Publication year - 2018
Publication title -
journal of geophysical research: earth surface
Language(s) - English
Resource type - Journals
eISSN - 2169-9011
pISSN - 2169-9003
DOI - 10.1029/2018jf004640
Subject(s) - sampling (signal processing) , computer science , sample size determination , categorical variable , machine learning , sample (material) , hyperparameter , covariate , artificial intelligence , statistics , sampling bias , data mining , mathematics , chemistry , filter (signal processing) , chromatography , computer vision
Advances in data acquisition and statistical methodology have led to growing use of machine‐learning methods to predict geomorphic disturbance events. However, capturing the data required to parameterize these models is challenging because of expense or, more fundamentally, because the phenomenon of interest occurs infrequently. Thus, it is important to understand how the nature of the data used to train predictive models influences their performance. Using a database of cliff failure prediction and associated covariates from Auckland, New Zealand, we assess the performance of seven machine‐learning algorithms under different sampling strategies. Three sampling components are investigated: (i) the number of data points used in model training (sample size), (ii) the prevalence of occurrences (presences) in the data, and (iii) random versus spatial sampling strategy.
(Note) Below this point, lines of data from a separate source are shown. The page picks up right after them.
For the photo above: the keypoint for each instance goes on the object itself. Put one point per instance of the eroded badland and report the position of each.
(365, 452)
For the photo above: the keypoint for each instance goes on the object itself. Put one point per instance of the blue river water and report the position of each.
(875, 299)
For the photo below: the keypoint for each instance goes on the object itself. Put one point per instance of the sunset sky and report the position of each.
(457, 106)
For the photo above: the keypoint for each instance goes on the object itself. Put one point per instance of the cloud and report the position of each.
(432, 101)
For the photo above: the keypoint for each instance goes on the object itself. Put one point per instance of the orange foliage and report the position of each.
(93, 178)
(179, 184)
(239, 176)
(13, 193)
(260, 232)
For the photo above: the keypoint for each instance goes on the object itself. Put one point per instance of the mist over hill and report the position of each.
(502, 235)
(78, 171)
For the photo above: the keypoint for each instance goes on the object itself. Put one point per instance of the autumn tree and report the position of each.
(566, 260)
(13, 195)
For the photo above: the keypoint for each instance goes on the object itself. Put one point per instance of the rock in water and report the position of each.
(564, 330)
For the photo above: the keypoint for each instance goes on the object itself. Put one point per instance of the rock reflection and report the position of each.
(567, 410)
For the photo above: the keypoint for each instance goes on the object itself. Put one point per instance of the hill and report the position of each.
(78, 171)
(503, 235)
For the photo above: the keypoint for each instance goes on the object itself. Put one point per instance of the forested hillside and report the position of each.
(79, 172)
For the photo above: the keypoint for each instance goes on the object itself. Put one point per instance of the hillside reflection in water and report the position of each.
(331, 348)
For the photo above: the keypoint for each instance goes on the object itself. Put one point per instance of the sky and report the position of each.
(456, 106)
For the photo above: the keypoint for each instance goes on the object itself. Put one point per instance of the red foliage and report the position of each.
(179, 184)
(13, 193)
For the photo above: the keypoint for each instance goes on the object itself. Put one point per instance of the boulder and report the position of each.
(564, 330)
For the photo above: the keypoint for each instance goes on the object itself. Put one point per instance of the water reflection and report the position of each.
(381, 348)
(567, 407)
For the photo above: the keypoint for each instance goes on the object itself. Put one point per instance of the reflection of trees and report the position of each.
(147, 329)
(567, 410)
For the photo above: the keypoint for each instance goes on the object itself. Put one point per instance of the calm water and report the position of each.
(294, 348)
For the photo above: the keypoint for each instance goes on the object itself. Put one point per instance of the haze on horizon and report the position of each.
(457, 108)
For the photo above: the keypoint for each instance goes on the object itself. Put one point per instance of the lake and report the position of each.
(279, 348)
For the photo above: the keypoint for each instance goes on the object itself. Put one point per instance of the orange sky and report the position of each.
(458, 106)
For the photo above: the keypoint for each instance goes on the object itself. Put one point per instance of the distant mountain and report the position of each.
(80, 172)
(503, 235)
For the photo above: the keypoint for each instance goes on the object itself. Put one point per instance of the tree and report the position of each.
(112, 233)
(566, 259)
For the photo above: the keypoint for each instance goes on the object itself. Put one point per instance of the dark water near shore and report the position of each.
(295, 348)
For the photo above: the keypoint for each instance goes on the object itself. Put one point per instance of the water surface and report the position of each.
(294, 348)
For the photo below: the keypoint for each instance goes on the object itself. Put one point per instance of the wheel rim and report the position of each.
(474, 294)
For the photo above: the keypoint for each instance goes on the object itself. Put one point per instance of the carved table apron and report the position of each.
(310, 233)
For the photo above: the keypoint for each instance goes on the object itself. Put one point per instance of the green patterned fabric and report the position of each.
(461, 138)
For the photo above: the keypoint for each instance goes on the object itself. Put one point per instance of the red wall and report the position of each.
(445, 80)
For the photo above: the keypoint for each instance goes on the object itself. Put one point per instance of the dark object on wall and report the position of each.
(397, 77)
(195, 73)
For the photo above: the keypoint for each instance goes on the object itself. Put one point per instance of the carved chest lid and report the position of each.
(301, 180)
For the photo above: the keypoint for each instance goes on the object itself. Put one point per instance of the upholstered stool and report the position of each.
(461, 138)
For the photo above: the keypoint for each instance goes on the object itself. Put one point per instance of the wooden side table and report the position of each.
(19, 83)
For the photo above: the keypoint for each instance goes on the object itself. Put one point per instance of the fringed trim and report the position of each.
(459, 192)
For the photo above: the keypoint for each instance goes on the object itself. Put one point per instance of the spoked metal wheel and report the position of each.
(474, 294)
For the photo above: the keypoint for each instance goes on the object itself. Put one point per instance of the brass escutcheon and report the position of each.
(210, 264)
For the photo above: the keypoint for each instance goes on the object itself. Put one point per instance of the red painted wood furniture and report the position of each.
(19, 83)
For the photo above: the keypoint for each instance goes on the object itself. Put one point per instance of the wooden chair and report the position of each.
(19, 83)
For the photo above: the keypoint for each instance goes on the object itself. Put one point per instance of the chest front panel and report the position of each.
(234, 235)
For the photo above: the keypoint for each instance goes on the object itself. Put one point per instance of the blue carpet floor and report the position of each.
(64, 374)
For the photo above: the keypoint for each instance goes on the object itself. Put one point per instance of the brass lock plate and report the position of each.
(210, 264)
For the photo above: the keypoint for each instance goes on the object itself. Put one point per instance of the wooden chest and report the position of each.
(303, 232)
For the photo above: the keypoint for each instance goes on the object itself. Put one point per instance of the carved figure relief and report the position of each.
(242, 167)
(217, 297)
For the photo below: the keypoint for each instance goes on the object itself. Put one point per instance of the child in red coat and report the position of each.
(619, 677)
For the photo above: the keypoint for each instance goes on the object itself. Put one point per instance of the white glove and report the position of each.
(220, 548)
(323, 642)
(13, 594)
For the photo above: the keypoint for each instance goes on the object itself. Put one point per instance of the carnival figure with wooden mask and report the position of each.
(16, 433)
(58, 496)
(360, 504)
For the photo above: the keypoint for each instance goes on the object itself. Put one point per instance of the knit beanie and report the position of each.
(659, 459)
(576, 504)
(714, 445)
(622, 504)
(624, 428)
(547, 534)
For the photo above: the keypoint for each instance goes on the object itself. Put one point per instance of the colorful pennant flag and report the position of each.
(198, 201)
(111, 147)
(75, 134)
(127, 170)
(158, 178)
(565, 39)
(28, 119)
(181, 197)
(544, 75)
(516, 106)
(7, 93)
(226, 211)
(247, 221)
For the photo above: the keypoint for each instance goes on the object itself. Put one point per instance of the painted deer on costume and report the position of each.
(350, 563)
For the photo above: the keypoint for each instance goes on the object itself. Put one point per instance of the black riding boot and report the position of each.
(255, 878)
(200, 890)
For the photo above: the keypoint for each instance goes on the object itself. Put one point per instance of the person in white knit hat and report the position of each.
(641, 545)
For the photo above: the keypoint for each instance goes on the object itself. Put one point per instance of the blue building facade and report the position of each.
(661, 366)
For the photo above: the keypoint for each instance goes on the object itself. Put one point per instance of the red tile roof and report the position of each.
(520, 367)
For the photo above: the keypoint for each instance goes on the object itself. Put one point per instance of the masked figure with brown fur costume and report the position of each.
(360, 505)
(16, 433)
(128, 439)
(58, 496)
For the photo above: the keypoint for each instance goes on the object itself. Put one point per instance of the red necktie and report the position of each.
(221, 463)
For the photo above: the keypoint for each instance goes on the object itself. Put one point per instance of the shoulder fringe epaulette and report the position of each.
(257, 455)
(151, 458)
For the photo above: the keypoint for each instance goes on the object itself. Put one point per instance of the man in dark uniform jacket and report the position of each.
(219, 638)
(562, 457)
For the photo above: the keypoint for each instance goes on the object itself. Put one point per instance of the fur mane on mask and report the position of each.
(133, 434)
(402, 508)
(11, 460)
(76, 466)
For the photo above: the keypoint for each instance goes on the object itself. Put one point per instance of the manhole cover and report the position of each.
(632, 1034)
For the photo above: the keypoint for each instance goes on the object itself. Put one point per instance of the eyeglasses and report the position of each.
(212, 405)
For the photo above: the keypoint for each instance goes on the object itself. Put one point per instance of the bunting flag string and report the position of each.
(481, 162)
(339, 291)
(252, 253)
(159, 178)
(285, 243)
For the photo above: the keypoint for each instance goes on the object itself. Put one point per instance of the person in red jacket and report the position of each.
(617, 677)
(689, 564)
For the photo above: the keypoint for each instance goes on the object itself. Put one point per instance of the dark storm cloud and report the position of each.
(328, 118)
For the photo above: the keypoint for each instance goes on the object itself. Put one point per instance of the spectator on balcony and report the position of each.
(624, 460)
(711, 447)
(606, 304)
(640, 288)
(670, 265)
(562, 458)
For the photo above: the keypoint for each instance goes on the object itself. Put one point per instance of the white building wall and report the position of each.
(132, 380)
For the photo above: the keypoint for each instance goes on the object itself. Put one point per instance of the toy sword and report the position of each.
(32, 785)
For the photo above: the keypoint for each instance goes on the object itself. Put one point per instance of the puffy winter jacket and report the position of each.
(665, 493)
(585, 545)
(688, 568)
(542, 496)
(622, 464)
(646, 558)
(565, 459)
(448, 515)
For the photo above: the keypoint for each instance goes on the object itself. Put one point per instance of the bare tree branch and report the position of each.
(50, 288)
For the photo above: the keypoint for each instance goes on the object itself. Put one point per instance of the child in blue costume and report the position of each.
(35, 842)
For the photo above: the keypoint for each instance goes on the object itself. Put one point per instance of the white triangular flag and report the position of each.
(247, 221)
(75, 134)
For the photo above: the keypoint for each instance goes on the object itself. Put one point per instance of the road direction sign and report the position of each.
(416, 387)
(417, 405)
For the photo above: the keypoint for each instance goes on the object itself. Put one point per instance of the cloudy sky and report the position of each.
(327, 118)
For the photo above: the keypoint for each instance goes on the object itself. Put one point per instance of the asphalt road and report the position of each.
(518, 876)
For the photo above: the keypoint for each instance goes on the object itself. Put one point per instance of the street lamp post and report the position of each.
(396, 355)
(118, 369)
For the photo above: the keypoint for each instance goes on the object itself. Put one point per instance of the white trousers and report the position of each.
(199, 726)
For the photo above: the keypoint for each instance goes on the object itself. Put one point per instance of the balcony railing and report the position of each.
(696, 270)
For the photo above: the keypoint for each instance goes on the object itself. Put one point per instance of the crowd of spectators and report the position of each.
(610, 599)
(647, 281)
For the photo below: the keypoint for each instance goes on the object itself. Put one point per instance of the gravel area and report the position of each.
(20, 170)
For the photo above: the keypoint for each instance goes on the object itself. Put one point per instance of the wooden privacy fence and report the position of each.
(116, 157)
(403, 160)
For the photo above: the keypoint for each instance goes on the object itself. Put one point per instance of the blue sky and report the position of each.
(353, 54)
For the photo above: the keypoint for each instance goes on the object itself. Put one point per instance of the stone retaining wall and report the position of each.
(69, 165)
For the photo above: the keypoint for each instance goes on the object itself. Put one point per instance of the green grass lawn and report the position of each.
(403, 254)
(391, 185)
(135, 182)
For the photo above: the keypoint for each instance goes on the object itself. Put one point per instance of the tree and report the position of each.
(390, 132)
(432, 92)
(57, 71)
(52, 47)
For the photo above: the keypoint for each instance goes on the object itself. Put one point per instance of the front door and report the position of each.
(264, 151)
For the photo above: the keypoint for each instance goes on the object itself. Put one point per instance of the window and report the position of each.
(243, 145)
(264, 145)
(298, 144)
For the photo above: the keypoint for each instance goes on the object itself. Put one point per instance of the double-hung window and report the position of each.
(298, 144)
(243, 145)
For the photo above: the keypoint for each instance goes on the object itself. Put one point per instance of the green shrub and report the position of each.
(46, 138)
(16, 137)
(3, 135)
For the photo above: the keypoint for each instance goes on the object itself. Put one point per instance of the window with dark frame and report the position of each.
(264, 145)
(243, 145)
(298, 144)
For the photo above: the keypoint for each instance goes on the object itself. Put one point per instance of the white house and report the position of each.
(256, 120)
Across the seven algorithms, small sample sizes can produce models that perform relatively well, especially if the prime concern is identifying key predictors rather than quantifying risk or predicting categorical outcome. Our analyses show that for the same effort (i.e., number of samples), sampling around multiple locations provides better predictions than sampling at just one or a few locations. Predictive performance may be further improved by considering issues such as the nature of what absences actually represent and paying careful attention to decisions about hyperparameter tuning, training‐testing data splits, and threshold optimization. It is well known that big data can inform complex data‐driven modeling, but here we show that careful sampling can facilitate informative event prediction even from small data.